Восславить языческих богов, сочинить победную песню в их честь — поступок не просто необычный, но и отдающий, по тем временам, безумством. И за более легкие прегрешения Чаадаева объявили сумасшедшим. Правда, свои видения Гоголь представлял в виде фантазий, несбыточных историй. Его современникам они казались милыми сказочками, подпитываемыми древней фольклорной традицией. Но теперь можно совершенно определенно утверждать, что это были пророческие видения. Гоголь предугадал бунт против Бога, разглядел Черта, притаившегося в толпе обывателей и готовящего великие потрясения.
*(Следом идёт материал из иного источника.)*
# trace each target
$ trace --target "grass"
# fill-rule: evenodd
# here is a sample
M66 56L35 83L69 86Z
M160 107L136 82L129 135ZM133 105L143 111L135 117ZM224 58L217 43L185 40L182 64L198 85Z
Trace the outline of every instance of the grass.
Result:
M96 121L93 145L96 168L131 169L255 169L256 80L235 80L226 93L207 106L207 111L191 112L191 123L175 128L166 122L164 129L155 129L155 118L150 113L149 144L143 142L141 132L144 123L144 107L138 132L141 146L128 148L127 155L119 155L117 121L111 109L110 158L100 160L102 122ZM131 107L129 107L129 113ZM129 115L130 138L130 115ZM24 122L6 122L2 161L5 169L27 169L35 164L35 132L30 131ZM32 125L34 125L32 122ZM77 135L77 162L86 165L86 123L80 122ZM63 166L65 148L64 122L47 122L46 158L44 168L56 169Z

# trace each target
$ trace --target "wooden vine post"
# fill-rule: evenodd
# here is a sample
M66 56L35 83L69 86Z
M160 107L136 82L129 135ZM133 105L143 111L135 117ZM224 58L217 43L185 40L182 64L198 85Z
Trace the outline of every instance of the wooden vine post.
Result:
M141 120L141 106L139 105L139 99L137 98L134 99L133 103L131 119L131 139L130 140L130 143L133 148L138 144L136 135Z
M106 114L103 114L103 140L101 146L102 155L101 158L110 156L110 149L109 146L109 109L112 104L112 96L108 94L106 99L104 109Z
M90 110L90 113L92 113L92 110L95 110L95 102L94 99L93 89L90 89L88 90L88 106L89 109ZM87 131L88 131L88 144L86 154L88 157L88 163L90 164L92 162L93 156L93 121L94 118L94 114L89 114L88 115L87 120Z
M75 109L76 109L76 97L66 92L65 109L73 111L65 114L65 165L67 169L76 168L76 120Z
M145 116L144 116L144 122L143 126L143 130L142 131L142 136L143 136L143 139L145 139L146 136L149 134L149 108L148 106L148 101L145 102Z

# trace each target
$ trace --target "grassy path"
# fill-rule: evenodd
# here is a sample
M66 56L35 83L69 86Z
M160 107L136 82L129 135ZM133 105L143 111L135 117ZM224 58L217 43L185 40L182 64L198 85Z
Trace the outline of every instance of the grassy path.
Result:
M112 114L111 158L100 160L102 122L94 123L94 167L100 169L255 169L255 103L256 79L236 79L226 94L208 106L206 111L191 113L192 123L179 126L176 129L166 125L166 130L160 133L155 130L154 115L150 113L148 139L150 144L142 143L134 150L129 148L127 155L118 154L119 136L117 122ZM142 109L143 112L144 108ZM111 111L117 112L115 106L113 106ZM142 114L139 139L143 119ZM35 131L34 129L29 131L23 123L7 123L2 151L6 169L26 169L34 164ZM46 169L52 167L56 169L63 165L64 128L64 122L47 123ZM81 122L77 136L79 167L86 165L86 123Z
Кажется, еще никто не писал, что «Вий» — это аллегорическое описание событий, происходивших сразу после 17-го года. Россия — это церковь, где отпевалась панночка, Хома — хранитель христианской веры, а В.И.Й — Владимир Ильич. У нас нет никакого желания записывать Николая Васильевича в русские Нострадамусы, но что есть, то есть! Удивительно здесь все: и то, что Гоголь среди всех древних богов выбрал малоизвестного Вия; и то, что инициалы вождя идеально соответствуют его имени; что портрет Вия соотносится с внешним обликом Ильича, которого вполне можно назвать дюжим и приземистым, обладавшим хорошо развитой мускулатурой рук и ног; наконец, и то, что все, кто общался с Лениным, отмечают глубокий, пронзительный взгляд его глаз, просвечивающий собеседника подобно рентгеновскому лучу. Но самое мистическое, пожалуй, состоит в том, что Гоголь фактически предугадал посмертную судьбу Владимира Ильича, который не был погребен и тем самым не утратил связи с миром живых. Уже более восьмидесяти лет наши соотечественники приходят в Мавзолей и могут видеть его останки. Целую эпоху страна жила под лозунгами «Ленин и сейчас живее всех живых», «Дело Ленина живет и побеждает», «Ленин жил, Ленин жив, Ленин будет жить». Церкви были отданы под склады, хозяйственные помещения, туалеты и т. д., а на площадях и улицах в изобилии стояли памятники вождю. Так наяву состоялось пришествие Вия…
Призраки Невского проспекта
Историю града Петрова следует изучать по сочинениям наших писателей. Словно через увеличительное стекло, рассмотрели они и его парадные фасады, и трущобы, и порядки, царящие на улицах и в головах горожан. Собирая воедино все эти впечатления, нельзя отделаться от мысли, что если и описывался в русской литературе когда-либо город, являющийся полной противоположностью Миргороду, так это Петербург. Многое, начиная с ужасного климата и кончая волокитой в департаментах и взяточничеством в верхах, отвращало русского человека от его новой столицы. Никто, кажется, не превзошел Достоевского в критическом анализе Петербурга, но основоположником этой традиции выступил все-таки Гоголь.